Rails Performance: The Database
My primary toolkit is the Ruby on Rails framework, and I mainly work with applications that have been in production for a while, which usually means they’re in need of a little pick-me-up. I thought it would be good to write a mini series about the things I typically look for when developing and maintaining Rails apps.
Picking up a Database
When I start working on an app with history the first thing I do after bundling and running the test suite is create a diagram of the database. This used to take up lots of time because I was doing it by hand, but recently I have been using rails-erd to automate the process.
Running “rake erd” creates a pdf based off the applications models.
This is a massive timesaver but it does take away the process of building the ERD diagram - which is invaluable for pointing out red flags such as associations that are not needed and fields that are no longer used.
At secondary school I was lucky enough to take a Oracle certification in database design, and one of the core things we learned was Database Normalisation, which came with a set of guidelines for creating good databases.
The guidelines are broken into stages:
First Normal Form (1NF)
Related data should be grouped into separate tables, there should not be duplicated fields in the same table and each row should have a unique key (Primary Key).
Second Normal Form (2NF)
Separate fields into a new table that apply to multiple rows.

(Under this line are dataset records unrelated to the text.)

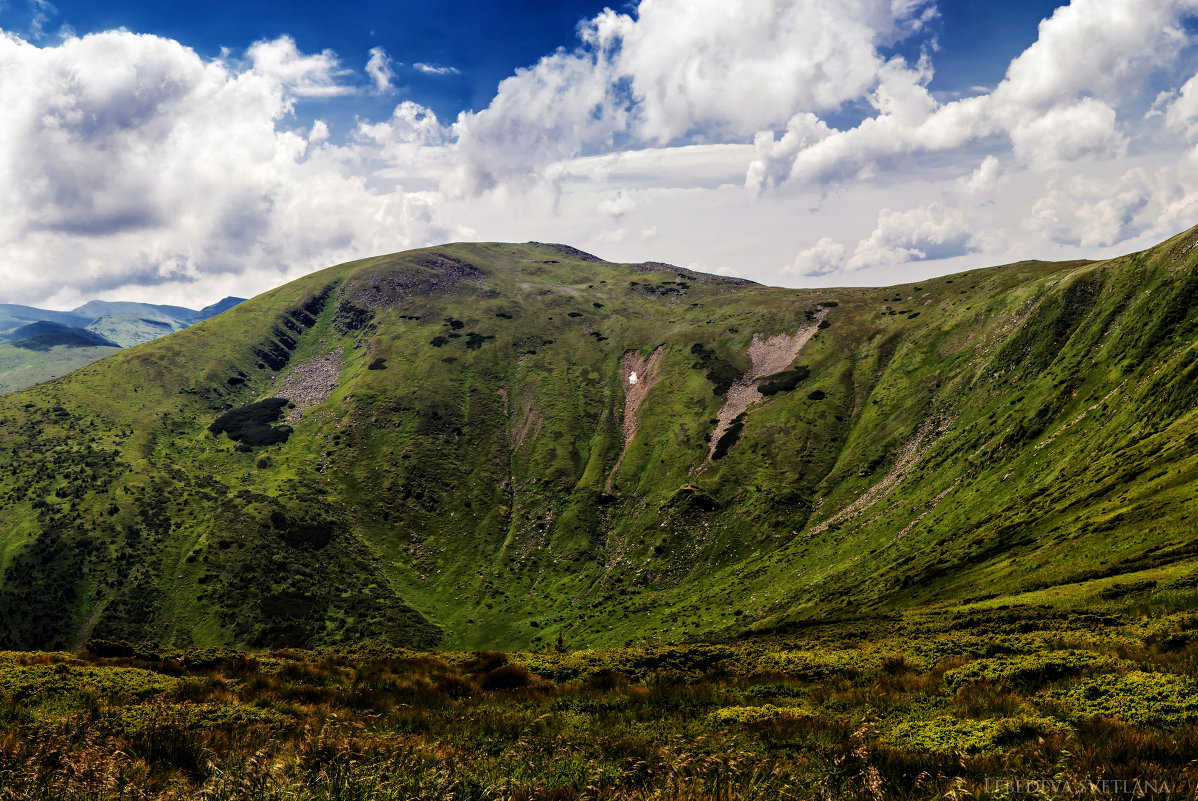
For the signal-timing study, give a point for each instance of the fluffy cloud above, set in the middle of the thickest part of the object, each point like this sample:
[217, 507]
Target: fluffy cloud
[127, 159]
[380, 71]
[695, 71]
[301, 76]
[1057, 103]
[824, 258]
[924, 232]
[931, 231]
[434, 70]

For example: if you have a projects table, the client should be in their own table so that when you update their address you only have to do it in one place, not in 10.
Tables should be related to each other using primary and foreign keys to join the related tables.
Third Normal Form (3NF)
Ensure the columns in the table are dependent on the primary key.
For example, if you have a teacher who is part of a department, they should be in separate tables because department is it own entity that can exist even if it hasn’t got any teachers.
Fourth and Fifth Normal Form (4NF)
Both fourth and fifth normal form discuss multivalue dependencies, which in Rails-land are Has and belong to many and has many through.
For example: a skill should not be stored in the same table as a user.
The Rails framework is pretty good at ensuring that these guidelines are followed, the generators automatically create a primary key, if you use the references migration type it will automagically set up the foreign key relation.
These rules are definitely more of a suggestion and in some cases can be ignored if there are good reasons to do so: one example is optimisation. By storing all of a users skills as a serialised array in one field you could speed up a request by removing the need for doing a SQL join.
I glossed over some of the finer details, so if you are interested in finding out more on the subject, a great technical paper to read is A Simple Guide to Five Normal Forms in Relational Database Theory. If you prefer lighter reading the about series is pretty good.